2. The clinical need for new prostate cancer biomarkers

Prostate cancer (PCa) continues to have a high incident rate with over 186,000 new cases estimated in 2008 in the U.S., and second only to lung cancer in cancer death rate (29 per 100,000 men) [13]. Early detection screening for prostate cancers has relied on PSA detection in serum [8]. Although far from ideal, PSA screening is one of the widest utilized oncological screening methods in current practice, and has facilitated treatment by prostatectomy to remove cancers at their earliest, more treatable stages. Despite this early detection, there are no curative treatments for prostate cancers in patients with minimal residual disease following prostatectomy, or for those who have metastases at the time of diagnosis. Additionally, in spite of the high incidence of prostate cancers, the majority are not lethal, suggesting most tumors detected by routine screening may be clinically insignificant [3, 14]. Overall, the methods to establish the risk of progression and prognosis of disease are suboptimal, chiefly the histopathological grading (Gleason’s score) system, and a large number of patients are over treated with a significant negative financial impact on health care [7, 14, 15].

Our translational research group is targeting two major gaps in the prostate cancer diagnostics and clinical decision making process. The first gap involves the determination of which patients with abnormal DRE (digital rectal exam) and/or PSA levels should undergo biopsy. Frequently, serum PSA levels detected in the clinical gray area of less than 10 ng/ml will prompt a biopsy decision as a cautious default, although upwards of 80% of these biopsies have turned out to be uninformative regarding presence of cancer. The second gap is related to the inability to better define the tumors requiring surgical or other interventions. Current clinical practice involves treating each tumor as if it is aggressive when a majority may not require that level of therapy [14, 16]. Thus, new diagnostics that could predict disease course and discriminate indolent tumors from aggressive tumors would have major benefits to patients and significantly impact costs.

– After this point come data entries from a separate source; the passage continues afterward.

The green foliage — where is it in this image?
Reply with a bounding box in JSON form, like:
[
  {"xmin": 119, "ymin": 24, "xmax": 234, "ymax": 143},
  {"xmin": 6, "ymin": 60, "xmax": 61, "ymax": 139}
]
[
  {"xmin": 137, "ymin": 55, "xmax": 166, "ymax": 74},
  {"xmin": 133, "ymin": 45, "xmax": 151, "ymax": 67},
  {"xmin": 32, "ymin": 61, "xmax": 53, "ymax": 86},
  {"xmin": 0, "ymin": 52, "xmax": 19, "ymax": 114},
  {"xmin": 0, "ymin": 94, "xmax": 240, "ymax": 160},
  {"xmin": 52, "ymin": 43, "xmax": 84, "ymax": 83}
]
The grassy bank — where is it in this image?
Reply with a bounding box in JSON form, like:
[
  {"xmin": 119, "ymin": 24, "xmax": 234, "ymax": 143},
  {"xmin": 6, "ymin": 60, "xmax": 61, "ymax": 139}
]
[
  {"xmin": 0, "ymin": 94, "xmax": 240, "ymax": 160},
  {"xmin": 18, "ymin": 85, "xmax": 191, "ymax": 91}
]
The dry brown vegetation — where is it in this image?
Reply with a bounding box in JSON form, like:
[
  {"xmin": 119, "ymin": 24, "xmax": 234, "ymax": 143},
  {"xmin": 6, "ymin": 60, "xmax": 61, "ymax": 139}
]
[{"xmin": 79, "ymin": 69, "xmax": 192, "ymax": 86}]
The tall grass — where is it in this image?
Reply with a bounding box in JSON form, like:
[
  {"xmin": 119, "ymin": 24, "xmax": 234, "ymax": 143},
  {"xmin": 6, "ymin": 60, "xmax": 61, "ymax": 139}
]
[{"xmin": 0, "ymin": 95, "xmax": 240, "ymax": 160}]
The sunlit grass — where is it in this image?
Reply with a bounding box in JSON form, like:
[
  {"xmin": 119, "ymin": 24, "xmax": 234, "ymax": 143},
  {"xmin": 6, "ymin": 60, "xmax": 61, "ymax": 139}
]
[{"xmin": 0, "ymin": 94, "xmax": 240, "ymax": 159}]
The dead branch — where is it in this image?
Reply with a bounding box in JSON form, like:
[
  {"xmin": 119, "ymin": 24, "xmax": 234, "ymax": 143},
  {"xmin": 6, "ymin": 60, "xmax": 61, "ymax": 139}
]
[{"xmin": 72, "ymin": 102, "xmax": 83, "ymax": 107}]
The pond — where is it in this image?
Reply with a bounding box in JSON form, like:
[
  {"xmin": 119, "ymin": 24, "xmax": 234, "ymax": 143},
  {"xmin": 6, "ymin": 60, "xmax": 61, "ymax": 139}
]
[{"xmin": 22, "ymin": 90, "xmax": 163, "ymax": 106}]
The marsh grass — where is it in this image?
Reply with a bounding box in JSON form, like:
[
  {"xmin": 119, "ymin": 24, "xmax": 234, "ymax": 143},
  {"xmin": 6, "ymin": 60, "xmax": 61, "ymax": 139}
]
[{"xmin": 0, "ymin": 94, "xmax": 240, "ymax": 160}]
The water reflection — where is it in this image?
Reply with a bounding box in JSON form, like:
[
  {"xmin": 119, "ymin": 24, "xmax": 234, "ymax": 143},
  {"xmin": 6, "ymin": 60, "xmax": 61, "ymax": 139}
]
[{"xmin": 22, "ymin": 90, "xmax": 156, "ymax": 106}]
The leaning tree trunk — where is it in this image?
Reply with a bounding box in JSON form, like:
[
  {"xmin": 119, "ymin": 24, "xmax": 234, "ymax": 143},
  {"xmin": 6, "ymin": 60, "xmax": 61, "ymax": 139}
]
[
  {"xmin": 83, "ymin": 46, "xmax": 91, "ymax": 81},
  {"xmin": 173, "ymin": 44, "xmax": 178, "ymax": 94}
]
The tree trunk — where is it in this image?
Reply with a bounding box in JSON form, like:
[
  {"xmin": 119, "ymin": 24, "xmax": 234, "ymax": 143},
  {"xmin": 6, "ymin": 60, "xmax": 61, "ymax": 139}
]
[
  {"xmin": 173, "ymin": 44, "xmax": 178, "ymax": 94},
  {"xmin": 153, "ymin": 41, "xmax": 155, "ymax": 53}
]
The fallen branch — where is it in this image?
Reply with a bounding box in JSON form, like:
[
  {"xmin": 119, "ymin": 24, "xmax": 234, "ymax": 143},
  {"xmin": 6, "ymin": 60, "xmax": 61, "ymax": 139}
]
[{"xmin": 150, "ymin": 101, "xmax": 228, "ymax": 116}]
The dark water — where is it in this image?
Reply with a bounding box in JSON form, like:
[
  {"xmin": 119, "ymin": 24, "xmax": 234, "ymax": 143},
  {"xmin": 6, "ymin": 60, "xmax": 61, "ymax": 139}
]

For current detection and screening, the combination of serum PSA, digital rectal examination (DRE) and transrectal ultrasound (TRUS) guided biopsy are the standard of care. PSA levels effectively indicate the presence of cancers when levels are above 10 ng/ml, yet PSA is limited in its ability to differentiate prostate cancer from benign prostate hyperplasia (BPH) [3, 17–19]. The Prostate Cancer Prevention Trial results highlighted a surprising number of subjects (15%) with prostate cancer in the low-risk placebo group with PSA values below the previously established 4 ng/ml cut-off value [20, 21]. Lowering the cut-off value for PSA levels below 4.0 significantly increases the sensitivity of the assay to detect cancers, but it comes with a corresponding decrease in specificities and therefore increased numbers of unnecessary biopsies [22]. Historically, prior to PSA screening, DRE and determination of serum prostatic acid phosphatase (PAP) were the principal method for prostate cancer detection and staging, and they too have many limitations [23, 24]. Determination of serum PAP activity was reported in the 1930’s [25] and was used routinely until the 1980’s. Serum PAP is still used as an indicator of metastatic disease and possibly recurrence prediction [26, 27], but it proved to have low specificities and sensitivities as a detection biomarker, especially compared with PSA [28]. A DRE alone is reported to miss 44–59% of cancers [29].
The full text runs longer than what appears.